The voice of singer Solomon Burke, the “Bishop of Soul,” wailed and preached from the Chilmark Community Center rafters Thursday night as the Martha’s Vineyard Author Series welcomed Peter Guralnick.

After a deeply researched, two-volume Elvis Presley biography and a series of acclaimed books on Black musicians, Mr. Guralnick looks back on his unlikely career in his latest book, Looking to Get Lost: Adventures in Music and Writing.

“I wanted to be a writer, from the time I was a little kid,” Mr. Guralnick told the audience, during an onstage conversation with University of South Carolina professor Patricia Sullivan.

Two chance encounters at the end of the 1950s, when he was in his mid-teens, set the course for what would become a lifetime of writing about music, Mr. Guralnick said. The first was Ernest Hemingway’s 1958 interview in the Paris Review.

Mr. Guralnick's new book is titled, Looking to Get Lost: Adventures in Music and Writing. — Ray Ewing

“He talked about his commitment to writing every day, no matter what he did the night before, no matter what he planned to do the following night. The important thing was to write every day, and he did, [and] if he got 500 words, that was really great,” Mr. Guralnick recalled.

“I decided, okay... I may not be as good as Hemingway. But I could write 500 words a day, and I committed myself at 15 to writing every day, no matter what else happened,” he said.

Also at 15, the aspiring writer found his subject matter when a friend’s big brother returned to Boston from the Newport Folk Festival with a handful of blues LPs.

“We were just totally flipped by it,” Mr. Guralnick said of the music — by artists like Lightnin’ Hopkins, Leadbelly and Big Bill Broonzy. That sounded like nothing he’d ever heard before, and continues to inspire him a lifetime later.

“The blues was what turned me on to everything. I just never looked back... To this day, it remains something which is a compelling interest,” he said.

“I wrote about it, initially, because I was passionate about it.

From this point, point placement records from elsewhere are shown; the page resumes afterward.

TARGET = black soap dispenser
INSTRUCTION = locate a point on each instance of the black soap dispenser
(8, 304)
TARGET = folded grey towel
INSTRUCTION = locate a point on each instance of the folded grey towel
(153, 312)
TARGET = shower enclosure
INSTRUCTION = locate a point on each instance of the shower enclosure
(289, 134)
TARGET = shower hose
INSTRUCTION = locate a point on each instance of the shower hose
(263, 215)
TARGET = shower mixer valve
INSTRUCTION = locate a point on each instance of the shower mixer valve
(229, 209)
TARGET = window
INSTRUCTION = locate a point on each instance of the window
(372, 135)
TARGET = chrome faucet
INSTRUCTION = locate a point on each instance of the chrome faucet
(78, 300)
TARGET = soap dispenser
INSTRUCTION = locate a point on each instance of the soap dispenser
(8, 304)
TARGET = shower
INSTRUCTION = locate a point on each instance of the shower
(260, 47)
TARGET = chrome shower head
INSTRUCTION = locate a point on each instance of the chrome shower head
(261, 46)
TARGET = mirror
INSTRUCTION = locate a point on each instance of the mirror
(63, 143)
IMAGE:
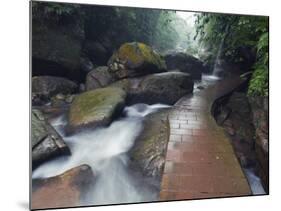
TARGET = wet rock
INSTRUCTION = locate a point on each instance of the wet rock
(98, 78)
(96, 52)
(164, 88)
(46, 143)
(95, 108)
(149, 150)
(200, 87)
(45, 87)
(223, 115)
(66, 190)
(185, 63)
(135, 59)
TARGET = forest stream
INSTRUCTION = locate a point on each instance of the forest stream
(105, 120)
(105, 150)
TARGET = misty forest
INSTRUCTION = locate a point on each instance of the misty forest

And I continue to be just as interested in Muddy Waters and Howlin’ Wolf, or Johnny Shines, or, you know, Bill Monroe,” Mr. Guralnick said, listing a bluegrass patriarch among the blues legends.

“I can’t explain it. I mean, it’s a music that has gone around the world,” Mr. Guralnick continued.

Blues music has been stigmatized as a relic of segregation and oppression. But that color line did not exist among the musicians themselves, Mr. Guralnick told the audience. For instance, he said, the eerie vocals of Howlin’ Wolf (Chester Arthur Burnett) are a direct gift from early country singer Jimmy Rodgers, who sang at the plantation where the teenaged Burnett worked and — noting the youngster’s interest — gave him a yodeling tutorial.

“Wolf said, ‘And that’s where I got my howl from,’” he said.

Howlin’ Wolf himself considered Elvis Presley a peer, calling him “that blues singer from Memphis ... who went to Hollywood,” Mr. Guralnick said.

While delighting the Chilmark audience with anecdotes from his work, which often included shadowing musicians through their days and nights, Mr. Guralnick also talked about how he writes his in-depth profiles.

“I try never to leave the moment,” he said, whether he’s writing about living artists or historical figures like Cooke and Presley. “I’m not interested in what the world thinks of Elvis,” Mr. Guralnick said. “What I’m interested in is what was Elvis’s experience. ...“Any writing involves total immersion, and if you don’t give it everything you have... don’t bother. It’s not worth it,” Mr. Guralnick said.

“That goes for anything,” he added.

The author series continues at the community center Thursday with cookbook author Eric Kim, followed on July 28 by former U.S. attorney general Eric Holder.